Thousands cast early ballots

Posted October 16, 2008 1:28 p.m. EDT
Updated October 17, 2008 12:07 p.m. EDT

— Hundreds of people lined up Thursday morning to cast their ballots as early voting opened statewide, and voters kept streaming through polling places across the region all day.

More than 1,700 people voted at Cary Town Center by Thursday evening, and some waited in line for more than a half-hour to exercise their right to vote.

"I'm just excited about this election. I think we got some important issues, and I want to go ahead and get my vote in there," voter Jamie Powell said.

Four other early voting sites in Wake County also attracted crowds Thursday.

"Some of them I've talked to, there were up to 400 people in line when they opened at 10 o'clock," said Cherie Poucher, director of the Wake County elections office.

About 700 people had voted by noon at the elections office, and Poucher said 7,600 people had cast their ballots across the county by the end of the day.

"We had record-breaking turnout this year,” elections official Nicole Shumaker said.

People who aren't registered to vote can register and cast a ballot at any site in the one-stop process. Another 10 early voting sites will open across the county on Oct. 23.

Voters Derek Crump and Thomas Austin said they wanted to vote early to avoid long lines expected at the polls on Election Day.

"It's going to be a huge election and (will create) a big turnout," Crump said. "I wish they would (allow early voting) even earlier."

"I assume on (Nov. 4) the lines are going to be a lot longer," Austin said.

More than 6.1 million people are registered to vote in North Carolina, including 2.8 million Democrats, 2 million Republicans and 1.3 million independents.

Voter Chester Borden said he had heard the candidates debate the issues for weeks and didn't need to wait until Nov. 4 to cast his ballot.
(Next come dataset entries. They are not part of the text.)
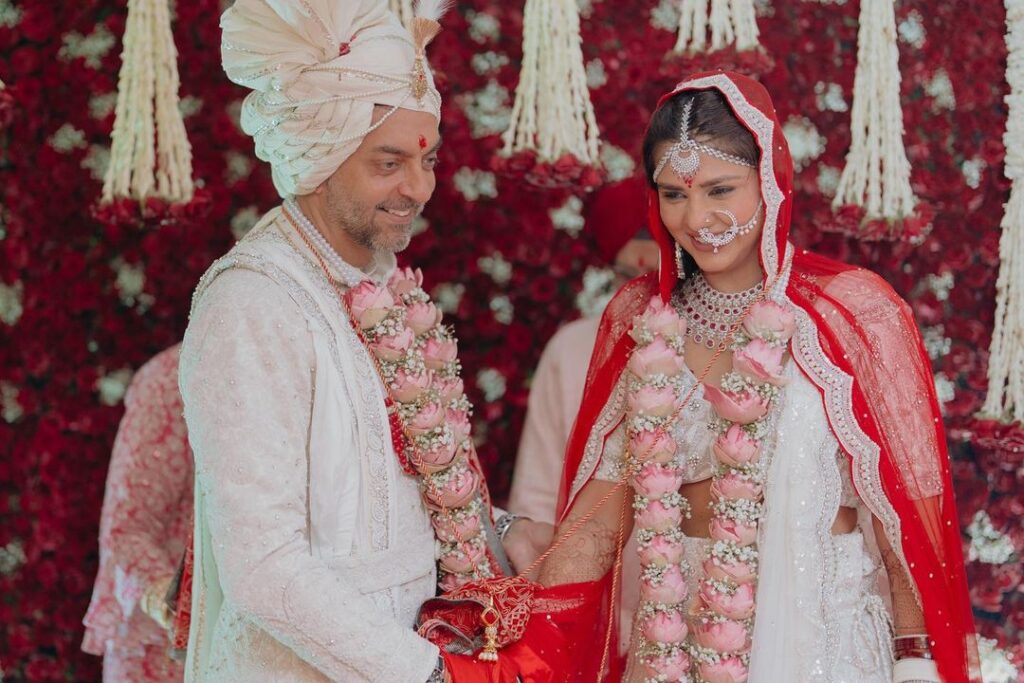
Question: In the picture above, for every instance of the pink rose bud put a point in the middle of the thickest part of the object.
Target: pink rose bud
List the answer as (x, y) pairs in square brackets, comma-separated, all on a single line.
[(422, 316), (458, 492), (662, 552), (761, 363), (734, 485), (665, 628), (393, 347), (737, 606), (459, 421), (724, 636), (451, 531), (734, 447), (370, 304), (449, 388), (729, 670), (660, 318), (658, 517), (673, 667), (437, 352), (457, 561), (655, 480), (652, 445), (737, 572), (767, 319), (429, 418), (742, 409), (655, 358), (407, 387), (670, 590), (404, 281), (655, 402), (729, 529)]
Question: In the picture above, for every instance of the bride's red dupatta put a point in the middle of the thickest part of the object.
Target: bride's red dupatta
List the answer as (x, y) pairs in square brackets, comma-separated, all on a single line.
[(857, 342)]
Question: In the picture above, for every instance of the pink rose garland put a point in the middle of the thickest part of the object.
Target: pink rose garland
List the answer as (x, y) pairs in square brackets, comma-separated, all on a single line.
[(417, 356), (656, 390)]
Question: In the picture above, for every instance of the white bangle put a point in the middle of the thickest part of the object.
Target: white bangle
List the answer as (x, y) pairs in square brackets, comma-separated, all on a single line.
[(915, 670)]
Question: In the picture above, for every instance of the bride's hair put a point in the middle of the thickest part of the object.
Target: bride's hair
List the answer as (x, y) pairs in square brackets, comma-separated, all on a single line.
[(712, 122)]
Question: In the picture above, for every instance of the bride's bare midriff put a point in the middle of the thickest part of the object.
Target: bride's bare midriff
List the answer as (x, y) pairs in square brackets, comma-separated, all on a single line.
[(698, 494)]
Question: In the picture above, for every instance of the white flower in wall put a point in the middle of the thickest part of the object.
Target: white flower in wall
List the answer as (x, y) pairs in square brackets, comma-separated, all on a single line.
[(67, 138), (101, 105), (10, 302), (492, 383), (995, 664), (596, 76), (91, 48), (486, 109), (9, 408), (911, 30), (130, 281), (987, 544), (972, 168), (112, 387), (568, 216), (616, 163), (666, 15), (96, 160), (483, 27), (827, 180), (598, 288), (941, 89), (502, 307), (805, 142), (9, 14), (244, 220), (473, 183), (496, 266), (487, 62)]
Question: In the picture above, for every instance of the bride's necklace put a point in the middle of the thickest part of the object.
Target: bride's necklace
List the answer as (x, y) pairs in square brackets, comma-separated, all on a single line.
[(710, 313)]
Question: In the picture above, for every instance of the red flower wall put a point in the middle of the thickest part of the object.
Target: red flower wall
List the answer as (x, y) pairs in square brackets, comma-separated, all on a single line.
[(67, 264)]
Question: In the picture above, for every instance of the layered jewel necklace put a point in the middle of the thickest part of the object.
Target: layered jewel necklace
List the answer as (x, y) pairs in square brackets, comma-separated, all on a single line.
[(710, 313)]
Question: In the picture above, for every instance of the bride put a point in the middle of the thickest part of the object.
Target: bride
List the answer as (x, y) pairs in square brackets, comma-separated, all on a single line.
[(763, 422)]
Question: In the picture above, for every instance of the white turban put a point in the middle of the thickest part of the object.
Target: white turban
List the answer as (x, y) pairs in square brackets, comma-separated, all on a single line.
[(316, 69)]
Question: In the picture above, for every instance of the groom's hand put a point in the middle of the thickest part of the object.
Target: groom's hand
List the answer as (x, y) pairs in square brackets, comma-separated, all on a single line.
[(524, 543)]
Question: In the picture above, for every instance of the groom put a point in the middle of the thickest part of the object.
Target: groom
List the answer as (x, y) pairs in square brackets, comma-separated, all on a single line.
[(313, 549)]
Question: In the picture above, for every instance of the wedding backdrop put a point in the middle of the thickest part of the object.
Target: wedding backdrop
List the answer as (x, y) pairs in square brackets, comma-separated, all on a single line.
[(89, 291)]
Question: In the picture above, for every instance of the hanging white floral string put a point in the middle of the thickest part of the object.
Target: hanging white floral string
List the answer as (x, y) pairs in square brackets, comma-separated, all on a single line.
[(553, 135), (1006, 363), (150, 151), (730, 23), (877, 175)]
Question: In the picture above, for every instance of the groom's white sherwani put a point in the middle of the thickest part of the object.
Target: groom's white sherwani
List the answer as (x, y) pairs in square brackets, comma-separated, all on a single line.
[(313, 550)]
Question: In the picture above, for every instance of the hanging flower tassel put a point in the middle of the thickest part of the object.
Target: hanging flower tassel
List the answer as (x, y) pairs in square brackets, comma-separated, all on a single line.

"(I want) to avoid the rush while everything is fresh in my mind," Borden said.

Ernest Whonder waited 35 minutes to cast his vote.

“This is an unusual year,” he said.

Marvin McClain voted in downtown Raleigh, where the lines were not as long.

“Whatever happens, whoever becomes president, I know, I had something to do with it,” he said.

Poucher said about 100,000 people voted early in Wake County in 2004, and officials hope that number will more than double this year.

The only problems reported Thursday were at Cary Town Center and Triangle Town Center, where mall managers stopped people from handing out pamphlets on candidates, Poucher said. Managers said they don't want shoppers to be bothered by the electioneering.

A ballot box at Triangle Town Center also jammed Thursday, which slowed the process as officials switched to a back-up system.

In Durham, hundreds of North Carolina Central University students rallied at the campus brickyard Thursday morning before marching to an early voting site at the old Holy Cross Church on South Alston Avenue.

In Cumberland County, long lines weren't the only problems for voters, as some had trouble finding a parking spot near the polls.

A tiny lot outside the Board of Elections office wasn't nearly large enough to accommodate the number of people who wanted to cast ballots.

"There's parking around downtown. They just may have to walk to get here," county elections director Terri Robertson said. "We've done all we could do by blocking off our lot."

Construction at the county courthouse means parking across the street from the office also is limited.

"I'm done with it, and I'm glad and I can go home," said voter Sharon Lopez, who said she was lucky to find a nearby parking space.

"I waited and waited," voter Lewis McKoy said. "I was lucky to get in."

Early voting will continue through Nov. 1.